(Sant 1, 27)

    La carta de Santiago dice: “Religión pura y sin defecto a los ojos de Dios Padre, es ésta: mirar por los huérfanos y las viudas en sus apuros y no dejarse contaminar por el mundo”.

    Recuerdo aquí, y en el momento cruel que estamos viviendo, estas palabras de la carta de Santiago porque tengo la firme convicción de que si los obispos españoles se hubieran plantado y se hubieran echado a la calle, ante el sufrimiento de los parados, los desahuciados, los suicidados, los engañados, los desesperados, ahora mismo el reparto de los duros sacrificios, que está imponiendo la crisis, se habría planificado y se estaría gestionando de otra manera. De forma que nos parecería imposible e impensable que la distancia entre ricos y pobres, y la diferencia de ingresos entre unos y otros, en lugar de aumentar escandalosamente (que es lo que está pasando), estaría disminuyendo.

    Es verdad que los obispos se plantaron un día, el 20 de junio de 2005, contra el matrimonio homosexual. Y los vio todo el mundo manifestándose en la calle contra la ley que pretendía igualar, hasta en el nombre de “matrimonio”, la unión estable de dos personas del mismo sexo. No discuto si los obispos tuvieron o no tuvieron acierto y éxito en lo que pretendían. Lo que digo es que, en cualquier caso, se puede discutir si los obispos tienen o no tienen razón en sus planteamientos sobre la homosexualidad. Pero lo que no admite discusión es que la aparente neutralidad de nuestra Jerarquía eclesiástica ante las leyes que, por Decreto-Ley, el Gobierno actual aprueba cada semana, aprovechándose de su mayoría absoluta, leyes de las que se sigue la creciente irritación y hasta la desesperación de los sectores más pobres y desamparados de nuestro país, esas leyes son leyes encanalladas y que están envenenando la vida de los ciudadanos y la convivencia de las familias, sobre todo las familias de los pobres. Por no hablar de las consecuencias patéticas de las que nos enteramos sobre lo que ocurre en hospitales, escuelas, ayuntamientos, etc., etc.

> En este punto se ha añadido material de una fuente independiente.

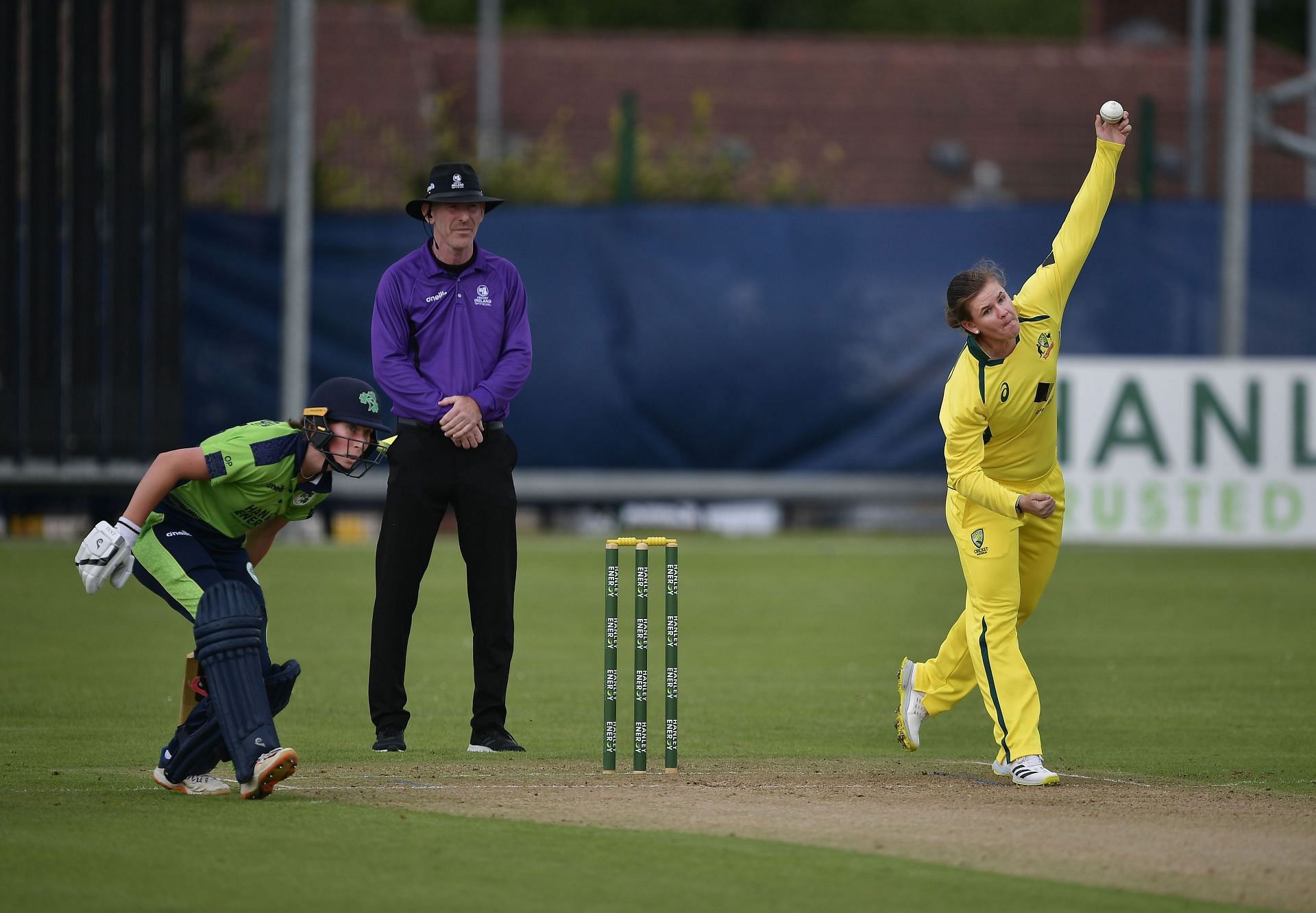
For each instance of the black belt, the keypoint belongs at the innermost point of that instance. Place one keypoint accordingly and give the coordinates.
(415, 423)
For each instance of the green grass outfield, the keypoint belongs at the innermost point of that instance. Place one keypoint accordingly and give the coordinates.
(1194, 666)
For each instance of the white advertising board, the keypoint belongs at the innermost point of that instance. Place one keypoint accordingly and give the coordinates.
(1189, 450)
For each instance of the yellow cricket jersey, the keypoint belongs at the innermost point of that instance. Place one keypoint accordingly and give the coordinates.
(998, 415)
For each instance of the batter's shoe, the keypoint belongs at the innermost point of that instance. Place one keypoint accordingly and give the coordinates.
(1028, 771)
(270, 770)
(496, 740)
(390, 740)
(910, 715)
(202, 784)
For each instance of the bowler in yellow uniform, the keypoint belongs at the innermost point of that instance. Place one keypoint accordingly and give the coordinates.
(1006, 499)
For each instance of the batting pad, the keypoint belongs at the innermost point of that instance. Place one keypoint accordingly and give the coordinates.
(230, 642)
(199, 742)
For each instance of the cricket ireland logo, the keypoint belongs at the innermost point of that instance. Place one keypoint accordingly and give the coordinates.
(977, 538)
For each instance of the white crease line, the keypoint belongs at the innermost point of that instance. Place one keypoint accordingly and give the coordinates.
(411, 784)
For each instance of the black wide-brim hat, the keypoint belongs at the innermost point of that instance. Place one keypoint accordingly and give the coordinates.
(452, 182)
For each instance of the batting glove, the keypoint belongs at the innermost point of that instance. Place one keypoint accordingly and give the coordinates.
(107, 553)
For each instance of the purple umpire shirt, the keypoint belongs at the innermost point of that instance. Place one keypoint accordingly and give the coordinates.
(435, 334)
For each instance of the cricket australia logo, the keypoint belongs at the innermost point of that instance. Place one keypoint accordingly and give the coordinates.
(977, 538)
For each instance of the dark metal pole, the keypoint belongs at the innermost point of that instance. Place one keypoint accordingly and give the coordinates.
(167, 419)
(1198, 97)
(124, 328)
(1147, 147)
(86, 213)
(626, 149)
(10, 38)
(1236, 184)
(41, 352)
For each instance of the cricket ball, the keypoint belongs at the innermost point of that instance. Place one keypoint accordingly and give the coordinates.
(1112, 112)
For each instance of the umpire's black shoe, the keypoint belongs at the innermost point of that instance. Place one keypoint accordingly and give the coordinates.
(390, 740)
(495, 740)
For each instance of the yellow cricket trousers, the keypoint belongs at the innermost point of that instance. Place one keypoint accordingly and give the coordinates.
(1007, 565)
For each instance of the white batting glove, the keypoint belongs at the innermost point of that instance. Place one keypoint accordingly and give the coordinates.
(107, 553)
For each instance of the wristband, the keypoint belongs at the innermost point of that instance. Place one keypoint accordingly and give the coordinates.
(130, 531)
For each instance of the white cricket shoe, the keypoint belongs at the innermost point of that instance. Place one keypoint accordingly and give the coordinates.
(910, 715)
(1027, 771)
(202, 784)
(270, 770)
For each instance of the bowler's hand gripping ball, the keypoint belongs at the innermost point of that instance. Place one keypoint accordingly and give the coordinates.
(1112, 112)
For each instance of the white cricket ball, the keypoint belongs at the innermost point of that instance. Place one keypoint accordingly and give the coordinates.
(1112, 112)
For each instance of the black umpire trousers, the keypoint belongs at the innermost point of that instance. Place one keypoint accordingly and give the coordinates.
(428, 472)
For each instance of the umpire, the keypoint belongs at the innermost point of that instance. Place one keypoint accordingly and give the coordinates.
(450, 343)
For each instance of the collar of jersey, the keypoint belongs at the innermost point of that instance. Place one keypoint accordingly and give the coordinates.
(984, 358)
(435, 269)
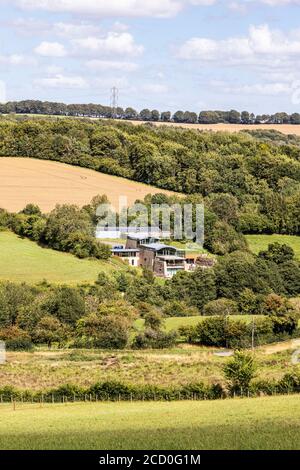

    ¿Por qué repito aquí estas cosas que todos sabemos y lamentamos a todas horas? Porque, además del sufrimiento y la desesperación que evidentemente genera esta forma de gobernar, todo esto nos enfrenta a una pregunta que a obispos, a gobernantes, a todos los que nos interesamos por el tema religioso, nos tendría que poner la carne de gallina. La pregunta es clara: ¿Creemos realmente en Dios? Si religión pura y auténtica es preocuparse por quienes peor lo pasan en la vida (huérfanos y viudas, en las culturas antiguas), ¿qué fe tienen quienes dan las leyes que aumentan el sufrimiento de los más desgraciados? ¿qué religión practican los que van a misa y a sus cofradías pero al mismo tiempo dictan leyes que llevan a la gente más pobre a la desesperación del suicidio? ¿en qué Dios creen los que piensan y dicen que su preocupación es el matrimonio homosexual, al tiempo que no dicen ni palabra sobre los miles de criaturas que cada semana se tienen que ir a vivir a la calle? Quienes hacen eso, ¿creen realmente en Dios? Entonces, ¿es que estamos gobernados por ateos, por más que sean ateos convencidos de que tienen una fe de la que carecen?

    Termino: o el Nuevo Testamento no tiene pies ni cabeza; o quienes no tenemos ni pies ni cabeza somos los que estamos, por lo menos, permitiendo que suceda este descalabro.